The majority of those rounded up and deported were Guatemalan. There used to be a few stores owned and run by Guatemalans. There was only one left that I could find. There, I was able to find flour to make tamales/chuchitos, corn husks, and special chocolate to make choco-bananas. There is a difference between tamales and chuchitos, at least for some of us. In the USA, tamales are mostly thought of as small flour, meat, and cheese goodness wrapped up in a corn husk…In Guatemala, we call this a Chuchito. A tamale, or a tamal as we say, is actually a melt-in-your-mouth concoction wrapped in a banana leaf and usually about 3 times the size of a chuchito. So I made chuchitos for the first time, lots of them. I always knew they were time intensive, but never as much as they actually were to make. Mixing the masa; cutting the chile without touching anything else (even after washing several time I touched my lips and had a burn from the chile for a long time); soaking the corn husks,; choosing a small (inner shell) and large (outer shell) husk; tearing some husks to make the ties for the tamales; putting just enough cheese so that it doesn’t seep out of the masa enclave but not too little so that the tamal turns out dry; rolling and shaping the masa once the outer shell is on to make the small rectangular shape; tying it with a strip of husk without breaking it; steaming about 5 tamales at a time in our non-industrial stove top steamer for at least one hour for each batch; repeat 100 times.

Monday, February 15, 2010

Postville, IA

After graduating in December, I spent some time in Iowa. While I was there, I had to opportunity to participate and learn from a project being built will the goal of not forgetting the raid in Postville, IA. So much happens in our daily lives and around the world that it’s not difficult to forget about incidents such as this raid. We follow the story, the details, and maybe even participate by volunteering our time or marching in protest for what occurred…but unfortunately very few stay on or keep up with what is going on in the months after the initial surge of support. One of the ideas behind this project is to keep people informed about how people in this town have been affected by the raid and what the lasting consequences of the raid have been. I participated by meeting, interviewing, and videotaping some of the people in the community.

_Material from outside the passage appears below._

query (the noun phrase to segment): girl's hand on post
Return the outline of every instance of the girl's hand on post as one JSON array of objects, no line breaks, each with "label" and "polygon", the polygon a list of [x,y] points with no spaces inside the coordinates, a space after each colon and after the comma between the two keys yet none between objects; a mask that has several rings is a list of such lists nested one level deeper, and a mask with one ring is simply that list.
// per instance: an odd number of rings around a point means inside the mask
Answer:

Check out the short video (click here) introducing some of the women I interviewed that will be writing a weekly blog (starting in May 2010) about what their lives are like now--including how their legal cases are proceeding, how the economy in Postville has been affected, and their perspective on current issues such as health care and immigration. More video, including full interviews, will be coming soon. Also, keep a look out for an awesome documentary, abUSed: the Postville Raid (see trailer here), by Oscar Nominated Guatemalan director Luis Argueta (also directed Guatemalan film El Silencio de Neto).